Create a materialized view
The code in this section creates a materialized view counter
to capture the latest total distance and duration.
import psycopg2
conn = psycopg2.connect(host="localhost", port=4566, user="root", dbname="dev")
conn.autocommit = True
with conn.cursor() as cur:
cur.execute("""CREATE MATERIALIZED VIEW counter
AS SELECT
SUM(distance) as total_distance,
SUM(duration) as total_duration
FROM walk;""")
conn.close()
Query a materialized view
The code in this section queries the materialized view counter
to get real-time data.
import psycopg2
conn = psycopg2.connect(host="localhost", port=4566, user="root", dbname="dev")
conn.autocommit = True
with conn.cursor() as cur:
cur.execute("SELECT * FROM counter;")
print(cur.fetchall())
conn.close()
Use sqlalchemy
to connect to RisingWave
In this section, we use the SQLAlchemy driver to connect to RisingWave.
Run RisingWave
To learn about how to run RisingWave, see Run RisingWave.
Install necessary Python packages
Ensure you have Python3 installed.
For more information about sqlalchemy
, see the SQLAlchemy. Refer to the documentation version that corresponds to the version of SQLAlchemy that you run.
For information about how to install psycopg-binary
, see the official psycopg documentation.
pip3 install SQLAlchemy sqlalchemy-risingwave psycopg2-binary
Connect to RisingWave
To connect to RisingWave via sqlalchemy
:
DB_URI = 'risingwave+psycopg2://root@risingwave-standalone:4566/dev'
engine = create_engine(DB_URI)
Note that RisingWave does not provide direct compatibility with sqlaclehmy-postgres
so risingwave+psycopg2
is used as the URI scheme.
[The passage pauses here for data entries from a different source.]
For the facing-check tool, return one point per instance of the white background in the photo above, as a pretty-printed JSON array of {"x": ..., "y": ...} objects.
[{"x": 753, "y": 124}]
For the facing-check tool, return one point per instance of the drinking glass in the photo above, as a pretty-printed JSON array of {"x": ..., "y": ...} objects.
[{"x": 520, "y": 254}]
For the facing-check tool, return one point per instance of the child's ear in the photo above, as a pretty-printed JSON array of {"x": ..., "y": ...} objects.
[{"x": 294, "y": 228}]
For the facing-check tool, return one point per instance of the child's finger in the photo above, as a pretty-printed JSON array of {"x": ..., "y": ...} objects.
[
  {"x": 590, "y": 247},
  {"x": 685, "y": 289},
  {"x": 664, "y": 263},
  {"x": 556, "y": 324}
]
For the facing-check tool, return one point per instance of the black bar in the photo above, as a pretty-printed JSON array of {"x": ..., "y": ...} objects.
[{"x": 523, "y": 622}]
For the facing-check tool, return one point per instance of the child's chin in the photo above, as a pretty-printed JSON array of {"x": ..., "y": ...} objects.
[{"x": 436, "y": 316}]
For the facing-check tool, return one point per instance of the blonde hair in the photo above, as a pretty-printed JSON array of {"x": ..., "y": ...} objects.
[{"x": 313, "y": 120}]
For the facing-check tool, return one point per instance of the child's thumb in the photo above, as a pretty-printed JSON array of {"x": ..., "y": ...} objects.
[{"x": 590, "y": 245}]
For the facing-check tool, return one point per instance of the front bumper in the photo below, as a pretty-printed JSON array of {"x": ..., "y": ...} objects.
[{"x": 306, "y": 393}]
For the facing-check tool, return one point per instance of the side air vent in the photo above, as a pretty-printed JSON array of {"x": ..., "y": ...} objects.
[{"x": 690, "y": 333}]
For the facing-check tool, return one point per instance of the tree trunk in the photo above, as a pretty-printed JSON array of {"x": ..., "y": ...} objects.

The rest of the URL follows the same format as the PostgreSQL driver.
Create a source
The code below creates a table users
using the engine created in the previous section.
with engine.connect() as conn:
conn.execute("""CREATE TABLE IF NOT EXISTS users (
id INTEGER PRIMARY KEY,
name VARCHAR,
age INTEGER)""")
You can create materialized views and query from materialized views using the same format shown above.